"RNIB is alarmed to note that 'early operational performance has been poor' and we're very concerned that DWP has only been able to process 16 per cent of applicants leaving 92,000 disabled people - including blind and partially sighted people - waiting for vital help. The process must be urgently improved."
Steve Winyard, our head of Campaigns and PolicyYou can read our reaction and more information on this story on the BBC website
Further reaction from the charity sector
Commenting on the NAO's key findings, representatives of the Disability Benefits Consortium, a national coalition of over 50 different charities, have said:
Claire Nurden of the MS Society and Co-Chair of the DBC, said:
"The NAO's report confirms what people across the country have been telling the DBC - that the Government failed to properly consider the impact its reforms would have on disabled people. This has resulted in unexpected costs and extreme financial hardship for those affected.
"In our experience, many disabled people are left waiting more than six months without any payment. It is unacceptable that some people with terminal illnesses are left waiting for a month before they get their allowance - almost three times longer than the DWP's initial target of 10 days.
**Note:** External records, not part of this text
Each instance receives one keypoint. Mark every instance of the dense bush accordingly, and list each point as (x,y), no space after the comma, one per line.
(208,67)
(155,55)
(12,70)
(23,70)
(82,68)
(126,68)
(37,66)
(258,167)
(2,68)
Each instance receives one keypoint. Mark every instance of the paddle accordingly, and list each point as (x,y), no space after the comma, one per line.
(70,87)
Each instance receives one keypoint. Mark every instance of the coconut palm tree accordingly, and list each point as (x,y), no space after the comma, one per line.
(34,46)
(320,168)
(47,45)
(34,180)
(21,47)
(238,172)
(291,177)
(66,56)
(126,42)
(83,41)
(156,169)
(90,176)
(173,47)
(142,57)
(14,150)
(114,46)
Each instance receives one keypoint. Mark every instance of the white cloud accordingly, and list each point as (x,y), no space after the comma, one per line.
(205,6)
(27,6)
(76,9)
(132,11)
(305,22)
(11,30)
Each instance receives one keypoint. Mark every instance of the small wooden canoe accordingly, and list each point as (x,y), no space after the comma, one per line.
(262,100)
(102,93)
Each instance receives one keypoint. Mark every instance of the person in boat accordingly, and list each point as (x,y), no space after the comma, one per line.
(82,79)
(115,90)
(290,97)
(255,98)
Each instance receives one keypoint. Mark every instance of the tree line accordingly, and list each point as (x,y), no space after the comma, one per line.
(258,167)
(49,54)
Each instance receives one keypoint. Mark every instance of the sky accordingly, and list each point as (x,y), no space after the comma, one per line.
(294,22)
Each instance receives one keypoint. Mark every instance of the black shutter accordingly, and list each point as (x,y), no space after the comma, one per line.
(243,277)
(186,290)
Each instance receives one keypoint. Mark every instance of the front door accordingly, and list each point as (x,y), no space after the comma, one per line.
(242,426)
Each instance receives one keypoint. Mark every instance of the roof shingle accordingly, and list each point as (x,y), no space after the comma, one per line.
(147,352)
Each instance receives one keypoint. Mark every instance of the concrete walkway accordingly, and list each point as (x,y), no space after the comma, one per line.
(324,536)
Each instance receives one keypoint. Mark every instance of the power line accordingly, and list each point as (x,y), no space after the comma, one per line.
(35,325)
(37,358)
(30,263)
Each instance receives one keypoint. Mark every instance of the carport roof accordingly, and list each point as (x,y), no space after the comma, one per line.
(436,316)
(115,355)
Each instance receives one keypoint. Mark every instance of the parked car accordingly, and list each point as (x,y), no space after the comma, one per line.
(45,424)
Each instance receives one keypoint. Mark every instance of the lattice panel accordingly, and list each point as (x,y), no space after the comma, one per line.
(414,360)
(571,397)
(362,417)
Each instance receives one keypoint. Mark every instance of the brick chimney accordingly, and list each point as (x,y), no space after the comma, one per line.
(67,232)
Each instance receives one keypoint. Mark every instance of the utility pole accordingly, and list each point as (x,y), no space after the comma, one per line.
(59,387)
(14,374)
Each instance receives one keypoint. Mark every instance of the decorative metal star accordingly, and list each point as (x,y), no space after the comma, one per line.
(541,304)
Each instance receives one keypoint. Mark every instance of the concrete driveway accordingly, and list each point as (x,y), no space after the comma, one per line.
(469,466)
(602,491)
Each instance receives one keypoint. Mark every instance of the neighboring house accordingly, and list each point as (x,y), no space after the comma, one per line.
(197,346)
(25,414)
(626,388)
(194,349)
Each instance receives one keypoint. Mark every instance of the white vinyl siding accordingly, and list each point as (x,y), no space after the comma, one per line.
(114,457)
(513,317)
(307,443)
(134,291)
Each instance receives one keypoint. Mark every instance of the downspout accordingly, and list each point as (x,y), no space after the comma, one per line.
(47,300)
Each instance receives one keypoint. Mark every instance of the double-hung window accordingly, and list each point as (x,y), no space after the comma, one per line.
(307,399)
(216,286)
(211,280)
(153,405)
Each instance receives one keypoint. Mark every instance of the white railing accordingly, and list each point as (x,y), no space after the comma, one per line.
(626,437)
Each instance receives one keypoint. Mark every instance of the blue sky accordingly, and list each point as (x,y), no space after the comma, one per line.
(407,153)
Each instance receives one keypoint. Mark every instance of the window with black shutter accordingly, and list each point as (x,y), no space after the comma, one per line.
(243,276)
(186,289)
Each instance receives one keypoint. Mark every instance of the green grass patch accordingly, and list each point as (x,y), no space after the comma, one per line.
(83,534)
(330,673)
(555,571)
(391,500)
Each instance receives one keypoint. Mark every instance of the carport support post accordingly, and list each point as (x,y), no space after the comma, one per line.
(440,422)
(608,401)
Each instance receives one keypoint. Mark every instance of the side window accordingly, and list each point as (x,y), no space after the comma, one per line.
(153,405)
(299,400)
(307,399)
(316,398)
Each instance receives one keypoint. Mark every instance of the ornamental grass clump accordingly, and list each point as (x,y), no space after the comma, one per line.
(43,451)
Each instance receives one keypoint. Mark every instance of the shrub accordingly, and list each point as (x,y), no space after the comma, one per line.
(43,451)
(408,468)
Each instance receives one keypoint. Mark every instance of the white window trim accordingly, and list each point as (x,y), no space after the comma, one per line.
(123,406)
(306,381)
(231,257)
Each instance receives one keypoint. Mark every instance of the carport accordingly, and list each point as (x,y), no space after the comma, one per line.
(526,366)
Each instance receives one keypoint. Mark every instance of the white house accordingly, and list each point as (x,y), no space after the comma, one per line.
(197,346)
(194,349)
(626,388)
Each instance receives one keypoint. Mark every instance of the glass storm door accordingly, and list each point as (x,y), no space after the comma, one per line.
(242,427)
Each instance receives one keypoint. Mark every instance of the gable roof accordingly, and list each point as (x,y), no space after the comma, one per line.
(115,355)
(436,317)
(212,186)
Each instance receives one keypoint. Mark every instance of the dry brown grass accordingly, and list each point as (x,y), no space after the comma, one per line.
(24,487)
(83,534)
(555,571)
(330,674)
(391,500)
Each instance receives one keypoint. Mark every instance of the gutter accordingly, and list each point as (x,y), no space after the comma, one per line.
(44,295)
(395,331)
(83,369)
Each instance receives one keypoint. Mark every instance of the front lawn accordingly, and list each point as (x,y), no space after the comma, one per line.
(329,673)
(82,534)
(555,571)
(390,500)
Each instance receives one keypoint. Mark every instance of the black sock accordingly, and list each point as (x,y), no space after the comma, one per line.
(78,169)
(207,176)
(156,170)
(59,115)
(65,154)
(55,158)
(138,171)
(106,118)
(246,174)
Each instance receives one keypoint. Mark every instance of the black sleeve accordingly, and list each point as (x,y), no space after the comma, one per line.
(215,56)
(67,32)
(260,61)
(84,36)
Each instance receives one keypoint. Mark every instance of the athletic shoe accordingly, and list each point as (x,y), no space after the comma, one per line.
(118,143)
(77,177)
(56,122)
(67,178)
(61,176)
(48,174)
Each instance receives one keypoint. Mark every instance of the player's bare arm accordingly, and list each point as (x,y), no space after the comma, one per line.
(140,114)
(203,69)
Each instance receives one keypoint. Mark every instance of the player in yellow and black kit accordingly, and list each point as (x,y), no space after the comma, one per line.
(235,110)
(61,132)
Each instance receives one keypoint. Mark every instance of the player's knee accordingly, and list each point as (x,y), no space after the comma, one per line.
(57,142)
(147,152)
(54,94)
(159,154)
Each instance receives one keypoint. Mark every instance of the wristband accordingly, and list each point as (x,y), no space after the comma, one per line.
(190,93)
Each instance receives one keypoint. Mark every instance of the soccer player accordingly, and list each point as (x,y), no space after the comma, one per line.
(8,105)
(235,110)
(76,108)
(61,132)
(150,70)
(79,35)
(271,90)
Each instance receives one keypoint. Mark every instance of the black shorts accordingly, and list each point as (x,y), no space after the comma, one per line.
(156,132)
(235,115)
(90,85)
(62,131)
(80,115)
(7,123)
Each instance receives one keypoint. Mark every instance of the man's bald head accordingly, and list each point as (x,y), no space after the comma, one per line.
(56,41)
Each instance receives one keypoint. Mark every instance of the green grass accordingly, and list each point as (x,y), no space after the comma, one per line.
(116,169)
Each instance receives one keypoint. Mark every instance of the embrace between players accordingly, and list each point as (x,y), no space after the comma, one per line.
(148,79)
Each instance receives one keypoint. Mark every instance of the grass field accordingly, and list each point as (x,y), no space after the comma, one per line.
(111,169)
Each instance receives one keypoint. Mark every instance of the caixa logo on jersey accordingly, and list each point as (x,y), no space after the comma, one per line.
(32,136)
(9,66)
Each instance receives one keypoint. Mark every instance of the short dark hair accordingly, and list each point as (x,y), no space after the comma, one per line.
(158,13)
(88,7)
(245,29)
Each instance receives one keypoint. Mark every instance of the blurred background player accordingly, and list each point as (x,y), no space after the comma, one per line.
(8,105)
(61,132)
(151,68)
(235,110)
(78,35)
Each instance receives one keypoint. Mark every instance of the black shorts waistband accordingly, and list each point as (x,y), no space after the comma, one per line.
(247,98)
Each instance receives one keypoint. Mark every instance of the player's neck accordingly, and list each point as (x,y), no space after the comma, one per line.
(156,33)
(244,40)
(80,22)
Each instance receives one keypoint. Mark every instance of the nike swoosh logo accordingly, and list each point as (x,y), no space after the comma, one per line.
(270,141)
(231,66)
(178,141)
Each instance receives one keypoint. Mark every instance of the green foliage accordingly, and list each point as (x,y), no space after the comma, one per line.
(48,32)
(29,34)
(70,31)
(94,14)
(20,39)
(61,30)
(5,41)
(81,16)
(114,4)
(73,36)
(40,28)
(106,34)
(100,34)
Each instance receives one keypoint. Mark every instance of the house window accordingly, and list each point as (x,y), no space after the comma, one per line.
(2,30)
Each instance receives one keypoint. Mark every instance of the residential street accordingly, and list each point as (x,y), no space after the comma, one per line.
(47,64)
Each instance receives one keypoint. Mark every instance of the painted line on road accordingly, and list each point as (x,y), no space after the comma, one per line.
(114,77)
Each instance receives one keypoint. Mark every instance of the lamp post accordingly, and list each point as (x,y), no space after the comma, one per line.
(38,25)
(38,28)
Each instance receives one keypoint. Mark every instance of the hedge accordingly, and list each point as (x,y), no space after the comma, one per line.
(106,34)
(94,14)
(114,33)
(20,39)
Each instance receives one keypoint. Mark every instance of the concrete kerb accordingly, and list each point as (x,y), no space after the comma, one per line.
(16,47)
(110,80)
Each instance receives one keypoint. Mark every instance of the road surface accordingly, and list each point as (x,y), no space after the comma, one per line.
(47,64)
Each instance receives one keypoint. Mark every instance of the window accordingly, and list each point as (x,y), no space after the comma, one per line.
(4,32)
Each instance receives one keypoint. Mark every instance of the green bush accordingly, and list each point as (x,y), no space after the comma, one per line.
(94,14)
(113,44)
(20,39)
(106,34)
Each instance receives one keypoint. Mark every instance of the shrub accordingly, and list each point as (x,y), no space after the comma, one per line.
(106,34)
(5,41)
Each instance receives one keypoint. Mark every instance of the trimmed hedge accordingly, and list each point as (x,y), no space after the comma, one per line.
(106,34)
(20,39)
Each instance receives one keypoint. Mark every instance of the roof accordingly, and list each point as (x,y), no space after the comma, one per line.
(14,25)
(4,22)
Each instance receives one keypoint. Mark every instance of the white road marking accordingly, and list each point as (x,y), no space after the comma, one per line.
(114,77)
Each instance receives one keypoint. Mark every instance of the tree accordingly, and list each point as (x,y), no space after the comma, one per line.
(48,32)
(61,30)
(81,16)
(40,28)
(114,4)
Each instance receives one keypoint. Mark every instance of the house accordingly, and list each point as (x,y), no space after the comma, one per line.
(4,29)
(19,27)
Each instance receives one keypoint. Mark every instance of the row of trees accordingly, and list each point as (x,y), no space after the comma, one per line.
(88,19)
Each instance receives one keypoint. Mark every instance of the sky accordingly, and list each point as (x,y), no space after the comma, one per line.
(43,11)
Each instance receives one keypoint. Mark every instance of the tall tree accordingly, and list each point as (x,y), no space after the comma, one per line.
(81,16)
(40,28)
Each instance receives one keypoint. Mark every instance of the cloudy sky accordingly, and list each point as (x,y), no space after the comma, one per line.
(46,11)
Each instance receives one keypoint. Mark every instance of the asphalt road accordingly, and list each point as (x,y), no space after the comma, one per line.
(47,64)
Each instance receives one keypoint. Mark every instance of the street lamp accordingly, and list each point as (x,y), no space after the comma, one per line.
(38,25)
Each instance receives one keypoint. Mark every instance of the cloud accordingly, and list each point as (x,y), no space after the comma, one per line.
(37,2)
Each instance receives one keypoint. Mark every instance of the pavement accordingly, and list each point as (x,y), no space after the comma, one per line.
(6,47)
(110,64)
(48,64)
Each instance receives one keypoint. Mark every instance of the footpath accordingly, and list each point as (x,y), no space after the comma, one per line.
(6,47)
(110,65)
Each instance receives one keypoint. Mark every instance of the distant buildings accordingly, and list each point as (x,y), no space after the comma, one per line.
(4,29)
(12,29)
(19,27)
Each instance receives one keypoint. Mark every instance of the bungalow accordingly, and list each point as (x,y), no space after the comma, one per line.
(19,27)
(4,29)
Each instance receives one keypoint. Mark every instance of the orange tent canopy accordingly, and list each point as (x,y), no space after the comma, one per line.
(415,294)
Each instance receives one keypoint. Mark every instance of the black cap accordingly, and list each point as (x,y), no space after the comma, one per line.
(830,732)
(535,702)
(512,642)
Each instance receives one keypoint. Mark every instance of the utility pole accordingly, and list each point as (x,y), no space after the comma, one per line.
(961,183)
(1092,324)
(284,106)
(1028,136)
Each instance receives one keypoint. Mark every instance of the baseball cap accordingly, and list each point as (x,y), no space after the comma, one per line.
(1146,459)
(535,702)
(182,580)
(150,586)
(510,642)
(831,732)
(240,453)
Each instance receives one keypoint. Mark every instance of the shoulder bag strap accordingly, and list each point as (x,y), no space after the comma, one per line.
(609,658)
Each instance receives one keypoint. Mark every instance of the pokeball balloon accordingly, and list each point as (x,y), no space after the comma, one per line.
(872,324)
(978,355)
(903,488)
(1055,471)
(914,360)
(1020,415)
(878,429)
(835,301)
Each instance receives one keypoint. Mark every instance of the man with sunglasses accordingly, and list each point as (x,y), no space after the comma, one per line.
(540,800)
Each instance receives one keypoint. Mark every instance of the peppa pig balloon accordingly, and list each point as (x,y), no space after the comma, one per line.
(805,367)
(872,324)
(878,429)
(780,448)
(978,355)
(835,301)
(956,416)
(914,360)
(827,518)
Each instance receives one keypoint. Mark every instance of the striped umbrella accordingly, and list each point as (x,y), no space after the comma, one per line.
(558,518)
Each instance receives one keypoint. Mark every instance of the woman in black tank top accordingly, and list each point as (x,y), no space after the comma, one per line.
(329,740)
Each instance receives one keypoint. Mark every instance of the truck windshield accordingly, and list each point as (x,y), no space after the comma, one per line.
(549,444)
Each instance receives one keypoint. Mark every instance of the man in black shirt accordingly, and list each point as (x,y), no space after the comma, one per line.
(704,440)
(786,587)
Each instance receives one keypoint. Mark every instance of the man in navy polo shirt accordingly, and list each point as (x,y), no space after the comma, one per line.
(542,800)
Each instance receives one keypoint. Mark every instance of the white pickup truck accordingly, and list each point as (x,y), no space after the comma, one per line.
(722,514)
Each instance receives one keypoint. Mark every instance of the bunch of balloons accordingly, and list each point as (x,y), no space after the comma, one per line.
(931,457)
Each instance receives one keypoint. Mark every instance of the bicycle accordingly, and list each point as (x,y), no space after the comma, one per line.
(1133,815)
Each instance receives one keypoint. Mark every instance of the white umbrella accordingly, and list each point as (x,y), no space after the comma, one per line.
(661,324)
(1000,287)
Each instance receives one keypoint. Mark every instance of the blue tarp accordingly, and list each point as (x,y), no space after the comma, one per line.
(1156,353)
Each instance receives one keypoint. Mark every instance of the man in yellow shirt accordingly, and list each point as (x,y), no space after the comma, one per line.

"It is nonsensical to press on with the roll-out of PIP before the system is fit for purpose. The government must urgently halt the reassessment of DLA claimants to reduce pressure on the system and put plans in place to support those enduring delays to their claim.
"The government could also save vital time and money by making better use of additional evidence that already exists about individual claimants, such as reports from specialists or care workers. Many disabled people, such as those who are proven to have very serious impairments, long-term and degenerative conditions, simply do not need to undergo a full and rigorous reassessment for PIP."
Rosanna Singler of Leonard Cheshire Disability and Co-Chair of the DBC, said:
"No one chooses to have a disability - we need to change the system so that people get the money they need promptly.
"The delays are leaving many disabled people in financial turmoil. As DBC members we have been inundated with calls and emails from individuals who have been left isolated and unable to access the support they need, like transport to hospital appointments, wheelchairs or help around the home. Crucially, many tell us that the delay in accessing PIP is preventing them, their carers and families accessing the other benefits they desperately need, like Carers Allowance and the Blue Badge."